Last updated on: May 2, 2024, 04:01h.

Pamela Anderson seems poised to bring not only her acting career but the spirit of the Las Vegas showgirl back to life in a dark new indie film.

Pamela Anderson’s character in “The Last Showgirl” appears to contemplate suicide from the roof of either the Palms or Rio. (Image: Utopia)

In “The Last Showgirl,” which was filmed over the past couple of years on location in Las Vegas, the former “Baywatch” star plays a Las Vegas showgirl forced to reinvent her life when the production show she dances in closes after 30 years.

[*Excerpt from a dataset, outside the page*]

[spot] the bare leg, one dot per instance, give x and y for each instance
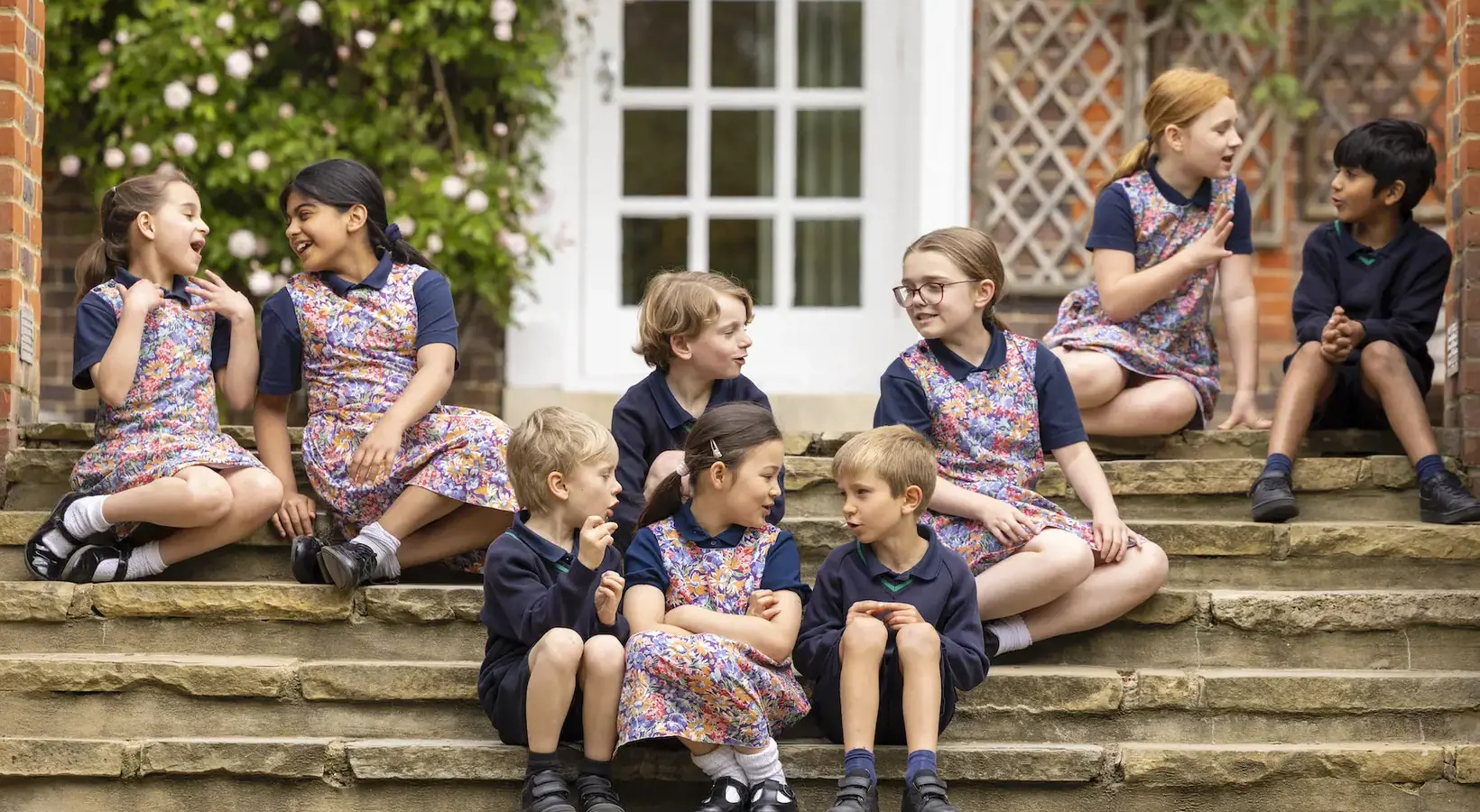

The indie film — Anderson’s first feature since 2022’s Alone at Night” — was directed by Gia Copolla. She is the granddaughter of “The Godfather” director Francis Ford Coppola, the niece of “Lost in Translation” director Sofia Coppola, and the cousin of Nicolas Cage, who won an Oscar in 1996 for his lead role in “Leaving Las Vegas.”

Indeed, “The Last Showgirl’s” official synopsis makes it sound “Leaving Las Vegas” dark. Now in her 50s, Anderson’s character struggles not only with a dead career but with an estranged adult daughter resentful to have taken a back seat to the character’s showgirl family during childhood.

In its initial publicity photo, Anderson’s character even appears to be contemplating suicide on a roof of a casino resort west of the Bellagio — probably either the Palms or Rio.

The movie also stars Oscar-winner Jamie Lee Curtis, Dave Bautista, Brenda Song, Kiernan Shipka, and Billie Lourd.

Four of the last real showgirls in Las Vegas, who danced in “Jubilee!” at Bally’s, put on a happy face on the show’s stage shortly before it closed in 2016. (Image: Denise Truscello)

No Show

“The Last Showgirl” is the first movie to shine a direct spotlight on the plight of hundreds of former Las Vegas showgirls, who found themselves professionally and personally adrift after the last two showgirl production shows on the Strip closed — “Folie Bergere” at the Tropicana in 2009, after 50 years, and “Jubilee!” at Bally’s in 2016, after 35 years.

Since then, despite a persistent myth, Las Vegas has been showgirl-free. All the showgirls you currently see along the sidewalks of the Las Vegas Strip are either paid models or street performers posing for photos in exchange for tips.

Anderson’s film is headed to Cannes, May 14-25, in search of distribution.